Quem usa ou pousa com marcas de grife são vistas e tratadas com admiração, mesmo que não tenha nada de sólido por dentro. Enquanto isso, quem investe em conhecimento, espiritualidade ou autoconhecimento, muitas vezes é visto como “sem ambição”. Essa cultura está nos afastando da essência humana, do esforço que forma caráter, do silêncio que aprofunda, do trabalho que estrutura e da leitura que liberta.
No fim das contas, essa reflexão não é uma condenação à internet ou aos influenciadores, mas um chamado à consciência.

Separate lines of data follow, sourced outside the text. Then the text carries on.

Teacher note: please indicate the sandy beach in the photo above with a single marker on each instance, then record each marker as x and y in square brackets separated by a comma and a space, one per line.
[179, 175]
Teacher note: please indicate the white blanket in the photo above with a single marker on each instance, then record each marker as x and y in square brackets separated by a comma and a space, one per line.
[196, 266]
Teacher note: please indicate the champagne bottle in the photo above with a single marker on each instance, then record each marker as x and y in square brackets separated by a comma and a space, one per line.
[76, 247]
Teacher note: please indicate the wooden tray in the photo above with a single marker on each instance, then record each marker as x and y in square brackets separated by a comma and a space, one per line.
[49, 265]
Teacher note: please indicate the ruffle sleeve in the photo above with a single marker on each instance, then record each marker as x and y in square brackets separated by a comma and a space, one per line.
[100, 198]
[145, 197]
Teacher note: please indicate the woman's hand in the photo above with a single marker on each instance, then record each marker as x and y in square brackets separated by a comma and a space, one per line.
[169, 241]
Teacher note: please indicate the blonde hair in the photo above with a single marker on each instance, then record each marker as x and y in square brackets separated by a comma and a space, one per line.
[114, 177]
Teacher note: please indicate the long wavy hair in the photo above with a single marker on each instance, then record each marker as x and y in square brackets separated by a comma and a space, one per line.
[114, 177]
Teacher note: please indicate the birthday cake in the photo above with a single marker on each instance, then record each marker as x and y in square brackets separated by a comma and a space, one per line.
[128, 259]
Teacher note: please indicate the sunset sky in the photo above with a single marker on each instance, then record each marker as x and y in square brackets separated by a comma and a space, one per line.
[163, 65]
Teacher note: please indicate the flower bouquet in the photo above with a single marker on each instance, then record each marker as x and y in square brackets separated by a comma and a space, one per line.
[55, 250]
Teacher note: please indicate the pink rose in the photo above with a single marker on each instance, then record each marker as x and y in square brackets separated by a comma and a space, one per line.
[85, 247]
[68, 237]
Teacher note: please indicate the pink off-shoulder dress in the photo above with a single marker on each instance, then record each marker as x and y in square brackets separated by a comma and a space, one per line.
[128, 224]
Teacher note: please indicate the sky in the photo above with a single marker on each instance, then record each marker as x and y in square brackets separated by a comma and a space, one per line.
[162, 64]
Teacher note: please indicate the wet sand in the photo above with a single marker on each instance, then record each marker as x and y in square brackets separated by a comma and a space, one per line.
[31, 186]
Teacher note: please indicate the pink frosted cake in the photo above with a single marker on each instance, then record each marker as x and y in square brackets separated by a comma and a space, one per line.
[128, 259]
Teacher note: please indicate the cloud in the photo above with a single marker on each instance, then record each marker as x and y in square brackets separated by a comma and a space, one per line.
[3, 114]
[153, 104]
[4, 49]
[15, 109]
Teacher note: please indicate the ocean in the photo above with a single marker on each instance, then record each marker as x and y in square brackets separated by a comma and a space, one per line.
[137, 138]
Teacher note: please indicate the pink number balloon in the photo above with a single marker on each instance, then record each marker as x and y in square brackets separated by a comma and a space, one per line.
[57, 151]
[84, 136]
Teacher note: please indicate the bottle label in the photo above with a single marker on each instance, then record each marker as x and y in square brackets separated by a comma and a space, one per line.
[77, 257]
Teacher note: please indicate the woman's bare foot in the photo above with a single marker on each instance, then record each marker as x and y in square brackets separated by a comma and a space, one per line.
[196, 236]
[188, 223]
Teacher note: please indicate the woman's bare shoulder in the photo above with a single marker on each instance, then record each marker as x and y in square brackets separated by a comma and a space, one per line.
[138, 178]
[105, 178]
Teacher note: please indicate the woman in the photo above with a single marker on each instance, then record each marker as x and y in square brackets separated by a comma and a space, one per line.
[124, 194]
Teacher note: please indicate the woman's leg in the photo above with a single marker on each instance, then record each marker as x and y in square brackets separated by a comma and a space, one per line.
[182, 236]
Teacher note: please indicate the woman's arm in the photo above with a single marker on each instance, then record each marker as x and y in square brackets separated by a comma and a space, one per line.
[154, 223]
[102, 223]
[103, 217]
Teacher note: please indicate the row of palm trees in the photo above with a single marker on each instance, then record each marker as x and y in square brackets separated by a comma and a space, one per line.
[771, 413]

Estamos desaprendendo a viver com profundidade, a esperar, a construir algo sólido. E sem isso, estamos adoecendo. Talvez o antídoto não esteja nos números, nos virais ou nas marcas. Talvez ele esteja nas coisas simples e reais, como ler um livro devagar, escutar alguém com atenção, emagrecer com paciência e saúde, estudar com constância, trabalhar com dignidade e reaprender a lidar com o silêncio, com a frustração, com o tempo.
Porque o que permanece não é o que viraliza. É o que nos transforma por dentro!
Referência:
BELLO, Luiz. Indicadores educacionais avançam em 2024, mas atraso escolar aumenta. Agencia IBGE, 13 de junho de 2025. Disponível em: < https://agenciadenoticias.ibge.gov.br/agencia-noticias/2012-agencia-de-noticias/noticias/43699-indicadores-educacionais-avancam-em-2024-mas-atraso-escolar-aumenta > . Acesso em 23 de agosto de 2025.
ROSA, Victoria. Brasil tinha 9,1 milhões de analfabetos em 2024, divulga IBGE. CNN Brasil, 13 de junho de 2025. Disponível em: < https://www.cnnbrasil.com.br/educacao/brasil-tinha-91-milhoes-de-analfabetos-em-2024-aponta-ibge/?utm_source=chatgpt.com >. Acesso em 23 de agosto de 2025.
* Este é um artigo de opinião, de responsabilidade do autor, e não reflete a opinião do Brasil 247.